Matt Gemmell’s latest slice of writing goodness, Makers and Takers:

An idea is the germ of something. Maybe it’s a painting, or a novel, or even a piece of software – but the idea without the execution is nothing. Indeed, having ideas is a natural state. Innovating is a natural occurrence. We’re faced with problems (existing, or entirely new), and we conceive of potential solutions. It’s how we deal with the world around us, and why we’ve reached this height of evolution.

But the ideas weren’t what mattered; it was the execution. The development of an idea (into a concept, or a prototype, or a finished piece of work) requires both skill and dedication. The real act of creation occurs after the idea state. Only in this act of creation can legitimacy be found. Real artists, as they say, ship.

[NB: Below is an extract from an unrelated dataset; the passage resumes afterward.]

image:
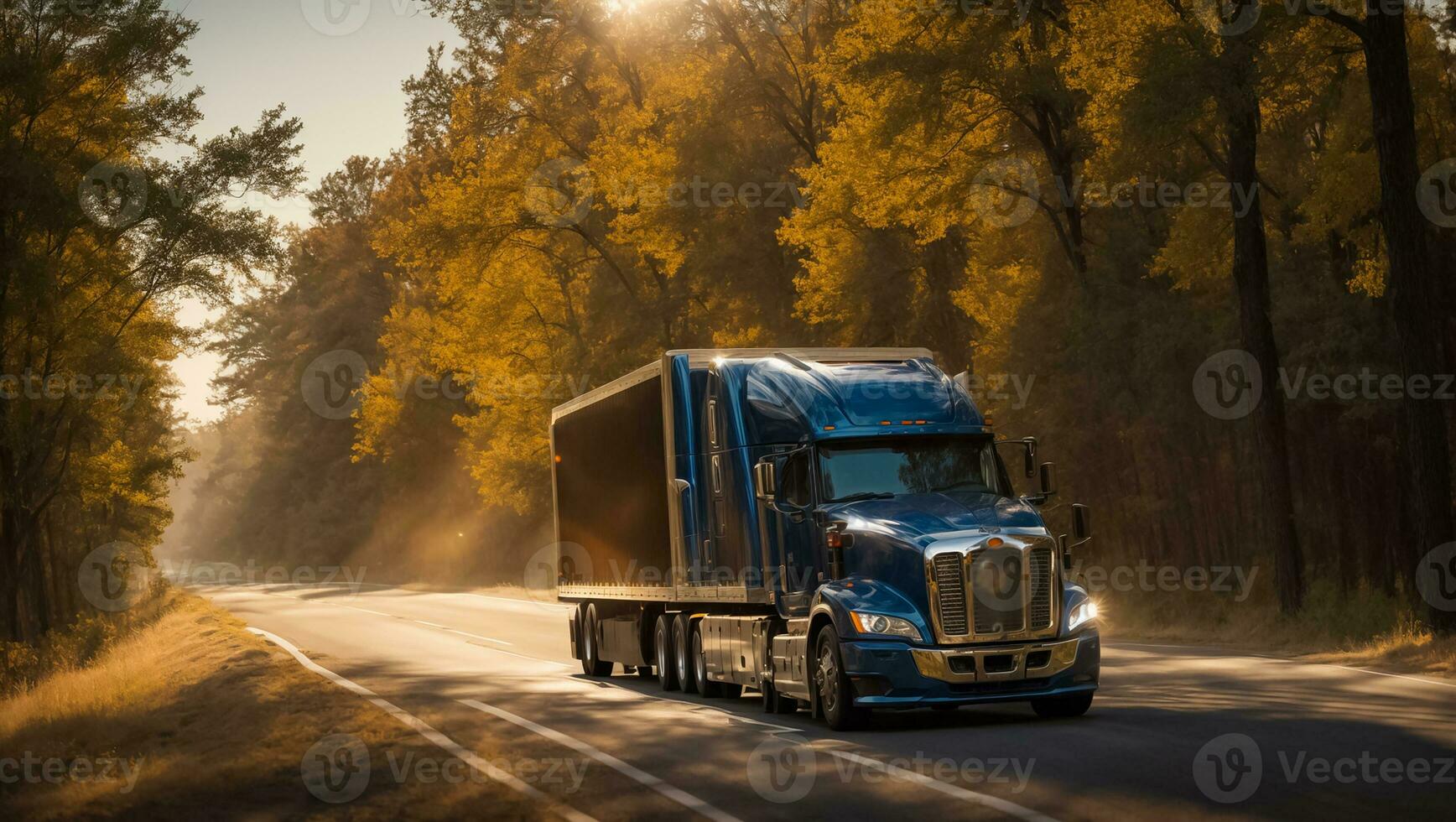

One might argue that Gemmell’s piece is timely in wake of Lodsys being dicks and Apple smacking them down, but it’s more than that. Companies and creatives whining “we would have done that” (Hello, smartphone industry in your responses to Apple!) or “I had an idea that was vaguely related to that years ago, you bastards” (Hello, Microsoft and tablet PCs!), or, worse, “I vaguely came up with something similar, patented it, sat back and waited” (Hello, Lodsys! Lodsys? Can you hear me? Oh, your head is stuck in a gin bottle). And it happens more and more these days.

Gemmell is right. Shit or get off the pot. If you’ve an idea: run with it. Do something. Be fucking creative. Don’t hold back creativity. And certainly don’t just sit there or hide your great idea in a lawyer’s pants, until such a time that someone implements something similar and then try to sue them.